Plant a few of the above plants, and you will have happy chickens all year round!


  • I thought feeding garlic will change and “flavor” the eggs so that you shouldn’t feed chickens onions or garlic. ??


    • Hi Jackie! I have not personally experienced a change in the flavor of my hens’ eggs from them eating too much garlic or onion. I did find an interesting study done by Clemson University that did a study on adding garlic and found that consumers actually preferred the garlic-fed hen’s eggs over non-garlic fed eggs.


    • Well since. Do love garlic I’ll have to try that. The response from my egg buyers will be the real test. I’ll let you know what happens. Fresh crushed garlic or can I use Penzey’s granulated garlic?


    • Hi Jackie. I would think there would be some benefit as well from using the granulated garlic, but fresh is what Clemson used in their tests.

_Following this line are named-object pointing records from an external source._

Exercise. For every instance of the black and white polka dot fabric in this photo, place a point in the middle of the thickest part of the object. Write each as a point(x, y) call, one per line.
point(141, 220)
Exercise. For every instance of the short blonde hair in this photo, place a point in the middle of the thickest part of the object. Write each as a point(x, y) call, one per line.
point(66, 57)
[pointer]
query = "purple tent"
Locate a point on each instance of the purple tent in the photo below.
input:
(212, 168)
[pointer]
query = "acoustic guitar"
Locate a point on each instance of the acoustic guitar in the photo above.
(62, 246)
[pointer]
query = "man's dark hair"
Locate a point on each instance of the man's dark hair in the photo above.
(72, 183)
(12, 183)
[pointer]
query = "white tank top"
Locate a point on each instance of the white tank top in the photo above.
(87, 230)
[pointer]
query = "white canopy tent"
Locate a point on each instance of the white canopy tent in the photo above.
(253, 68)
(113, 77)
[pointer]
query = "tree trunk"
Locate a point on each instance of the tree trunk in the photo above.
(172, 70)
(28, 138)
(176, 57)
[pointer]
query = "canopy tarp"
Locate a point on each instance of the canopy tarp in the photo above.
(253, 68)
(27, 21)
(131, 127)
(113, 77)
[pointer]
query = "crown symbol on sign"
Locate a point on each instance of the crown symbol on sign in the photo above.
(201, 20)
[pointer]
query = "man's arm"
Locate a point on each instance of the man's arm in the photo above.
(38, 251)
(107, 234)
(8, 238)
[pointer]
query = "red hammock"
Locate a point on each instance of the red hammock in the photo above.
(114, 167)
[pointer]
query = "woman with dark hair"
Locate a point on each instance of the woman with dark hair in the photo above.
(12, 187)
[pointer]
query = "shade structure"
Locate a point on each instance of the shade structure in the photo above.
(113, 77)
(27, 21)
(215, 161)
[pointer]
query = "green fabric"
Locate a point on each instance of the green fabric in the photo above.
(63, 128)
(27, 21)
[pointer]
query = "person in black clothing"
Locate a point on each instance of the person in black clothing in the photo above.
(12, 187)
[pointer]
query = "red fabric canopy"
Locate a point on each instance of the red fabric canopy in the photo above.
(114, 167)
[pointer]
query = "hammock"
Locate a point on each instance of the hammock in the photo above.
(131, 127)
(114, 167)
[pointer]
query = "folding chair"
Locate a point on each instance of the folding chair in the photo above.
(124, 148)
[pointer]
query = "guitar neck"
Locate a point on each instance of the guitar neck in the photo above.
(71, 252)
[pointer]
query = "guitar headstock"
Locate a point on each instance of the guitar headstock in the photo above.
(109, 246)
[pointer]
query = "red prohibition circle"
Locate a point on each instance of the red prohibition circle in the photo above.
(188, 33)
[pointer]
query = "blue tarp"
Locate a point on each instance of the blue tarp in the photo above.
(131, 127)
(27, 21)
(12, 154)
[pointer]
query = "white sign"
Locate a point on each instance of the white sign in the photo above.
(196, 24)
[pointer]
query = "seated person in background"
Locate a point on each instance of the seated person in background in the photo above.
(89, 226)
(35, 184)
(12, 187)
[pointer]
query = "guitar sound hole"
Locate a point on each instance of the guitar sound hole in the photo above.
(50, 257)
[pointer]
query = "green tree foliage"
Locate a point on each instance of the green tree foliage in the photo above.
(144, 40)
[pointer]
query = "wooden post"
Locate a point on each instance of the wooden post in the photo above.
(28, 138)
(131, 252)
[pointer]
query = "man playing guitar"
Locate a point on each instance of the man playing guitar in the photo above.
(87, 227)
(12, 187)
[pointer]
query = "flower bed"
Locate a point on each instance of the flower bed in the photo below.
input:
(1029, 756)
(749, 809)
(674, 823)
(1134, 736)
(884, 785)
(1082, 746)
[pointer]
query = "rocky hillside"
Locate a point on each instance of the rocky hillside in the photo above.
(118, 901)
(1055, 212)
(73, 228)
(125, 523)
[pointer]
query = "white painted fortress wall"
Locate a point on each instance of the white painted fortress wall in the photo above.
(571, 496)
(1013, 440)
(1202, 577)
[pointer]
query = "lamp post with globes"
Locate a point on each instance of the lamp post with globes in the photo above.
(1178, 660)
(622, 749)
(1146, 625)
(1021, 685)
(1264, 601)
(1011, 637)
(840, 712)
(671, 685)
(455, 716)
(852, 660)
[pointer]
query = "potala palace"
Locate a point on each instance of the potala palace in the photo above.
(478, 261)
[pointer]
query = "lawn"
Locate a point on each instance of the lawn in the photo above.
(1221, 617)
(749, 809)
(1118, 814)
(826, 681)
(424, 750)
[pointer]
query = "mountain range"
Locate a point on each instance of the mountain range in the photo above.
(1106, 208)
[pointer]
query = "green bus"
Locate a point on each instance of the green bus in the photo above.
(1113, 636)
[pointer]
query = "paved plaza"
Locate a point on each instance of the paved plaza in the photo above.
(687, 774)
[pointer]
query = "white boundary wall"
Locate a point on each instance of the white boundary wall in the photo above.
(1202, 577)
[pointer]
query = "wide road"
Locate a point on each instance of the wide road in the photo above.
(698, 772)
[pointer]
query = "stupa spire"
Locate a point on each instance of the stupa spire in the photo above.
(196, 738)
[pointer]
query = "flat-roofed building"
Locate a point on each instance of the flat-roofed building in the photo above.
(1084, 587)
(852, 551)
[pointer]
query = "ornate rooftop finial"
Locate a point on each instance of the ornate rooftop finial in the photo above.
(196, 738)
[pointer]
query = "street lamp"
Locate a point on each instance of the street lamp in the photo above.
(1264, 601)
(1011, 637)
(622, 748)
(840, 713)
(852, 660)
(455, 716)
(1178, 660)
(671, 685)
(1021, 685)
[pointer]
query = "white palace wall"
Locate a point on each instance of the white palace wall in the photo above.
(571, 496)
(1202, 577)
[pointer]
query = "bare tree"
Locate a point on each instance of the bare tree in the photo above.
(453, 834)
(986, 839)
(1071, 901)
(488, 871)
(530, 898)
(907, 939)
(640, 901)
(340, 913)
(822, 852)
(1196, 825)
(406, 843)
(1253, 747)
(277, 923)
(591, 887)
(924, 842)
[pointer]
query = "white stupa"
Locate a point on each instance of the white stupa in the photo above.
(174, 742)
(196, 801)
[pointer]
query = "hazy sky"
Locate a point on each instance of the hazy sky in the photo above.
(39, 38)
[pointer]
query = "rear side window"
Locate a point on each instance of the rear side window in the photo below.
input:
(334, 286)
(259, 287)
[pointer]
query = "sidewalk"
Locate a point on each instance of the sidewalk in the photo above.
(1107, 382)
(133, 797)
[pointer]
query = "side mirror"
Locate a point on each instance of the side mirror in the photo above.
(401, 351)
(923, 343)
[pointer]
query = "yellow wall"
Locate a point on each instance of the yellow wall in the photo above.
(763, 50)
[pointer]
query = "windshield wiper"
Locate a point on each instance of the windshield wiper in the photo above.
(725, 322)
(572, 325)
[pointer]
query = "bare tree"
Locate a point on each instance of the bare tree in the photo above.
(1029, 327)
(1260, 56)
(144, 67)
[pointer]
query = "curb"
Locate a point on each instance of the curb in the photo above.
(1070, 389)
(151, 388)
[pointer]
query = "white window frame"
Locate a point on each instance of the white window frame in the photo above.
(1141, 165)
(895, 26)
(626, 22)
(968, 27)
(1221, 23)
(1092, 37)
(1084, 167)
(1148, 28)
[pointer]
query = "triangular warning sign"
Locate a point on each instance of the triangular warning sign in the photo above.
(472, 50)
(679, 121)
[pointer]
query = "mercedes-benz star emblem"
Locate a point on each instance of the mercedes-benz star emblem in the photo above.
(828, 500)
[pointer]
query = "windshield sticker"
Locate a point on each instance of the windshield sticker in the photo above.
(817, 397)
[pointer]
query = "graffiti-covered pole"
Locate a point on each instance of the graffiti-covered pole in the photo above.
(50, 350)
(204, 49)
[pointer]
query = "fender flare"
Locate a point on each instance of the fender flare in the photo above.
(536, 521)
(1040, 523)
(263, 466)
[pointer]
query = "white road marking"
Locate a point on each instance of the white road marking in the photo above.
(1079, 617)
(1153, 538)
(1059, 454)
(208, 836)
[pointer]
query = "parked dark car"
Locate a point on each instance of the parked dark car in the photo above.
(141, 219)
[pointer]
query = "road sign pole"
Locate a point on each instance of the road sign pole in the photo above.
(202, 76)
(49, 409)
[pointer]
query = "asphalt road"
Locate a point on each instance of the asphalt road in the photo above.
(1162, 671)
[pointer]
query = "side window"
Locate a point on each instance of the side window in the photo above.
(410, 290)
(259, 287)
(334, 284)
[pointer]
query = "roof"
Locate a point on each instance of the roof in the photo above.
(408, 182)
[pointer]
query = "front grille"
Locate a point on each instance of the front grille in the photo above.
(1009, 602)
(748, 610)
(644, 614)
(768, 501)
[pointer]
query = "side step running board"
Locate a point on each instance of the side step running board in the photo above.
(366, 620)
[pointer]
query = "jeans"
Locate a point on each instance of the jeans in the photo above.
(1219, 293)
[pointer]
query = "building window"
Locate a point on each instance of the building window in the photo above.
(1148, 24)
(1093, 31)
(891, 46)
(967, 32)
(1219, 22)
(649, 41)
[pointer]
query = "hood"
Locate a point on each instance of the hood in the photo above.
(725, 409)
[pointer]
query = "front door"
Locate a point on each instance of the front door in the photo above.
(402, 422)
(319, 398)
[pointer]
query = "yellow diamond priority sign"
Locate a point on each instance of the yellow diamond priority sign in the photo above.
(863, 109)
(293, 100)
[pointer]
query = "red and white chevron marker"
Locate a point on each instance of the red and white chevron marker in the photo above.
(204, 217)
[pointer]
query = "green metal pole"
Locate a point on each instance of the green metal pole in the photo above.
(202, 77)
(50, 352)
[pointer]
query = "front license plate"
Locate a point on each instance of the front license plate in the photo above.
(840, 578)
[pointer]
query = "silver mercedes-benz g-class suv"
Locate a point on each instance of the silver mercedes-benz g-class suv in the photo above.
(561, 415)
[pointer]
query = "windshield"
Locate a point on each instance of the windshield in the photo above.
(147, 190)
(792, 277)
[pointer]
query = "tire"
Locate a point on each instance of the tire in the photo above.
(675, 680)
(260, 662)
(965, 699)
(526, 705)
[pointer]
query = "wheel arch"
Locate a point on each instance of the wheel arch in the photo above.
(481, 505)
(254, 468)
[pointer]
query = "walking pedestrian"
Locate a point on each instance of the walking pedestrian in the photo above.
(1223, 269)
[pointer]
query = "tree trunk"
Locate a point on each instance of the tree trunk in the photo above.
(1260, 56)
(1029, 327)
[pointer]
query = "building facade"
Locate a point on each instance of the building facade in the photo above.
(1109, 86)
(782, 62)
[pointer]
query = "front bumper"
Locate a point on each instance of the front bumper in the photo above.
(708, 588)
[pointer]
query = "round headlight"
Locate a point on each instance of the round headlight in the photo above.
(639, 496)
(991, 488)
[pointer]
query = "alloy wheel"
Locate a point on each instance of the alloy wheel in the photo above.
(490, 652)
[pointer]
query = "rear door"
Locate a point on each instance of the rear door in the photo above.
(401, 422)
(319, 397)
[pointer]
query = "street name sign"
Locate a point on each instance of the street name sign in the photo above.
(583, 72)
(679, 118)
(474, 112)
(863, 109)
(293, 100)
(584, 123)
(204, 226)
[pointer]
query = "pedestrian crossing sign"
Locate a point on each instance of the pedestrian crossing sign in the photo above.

    • I did buy several cloves yesterday. Should I just crush them and leave out for the hens to find? They do tend to keep an eye out for what I might put out for them.


    • You could leave it out for them or infuse the water with crushed garlic. Let us know which way you try and what your hens prefer.


    • I will try both methods and both fresh and granulated to see what they like. I’ll have to design a test method to see. I have two large water founts and several feeders so I’ll run some tests. Stand by.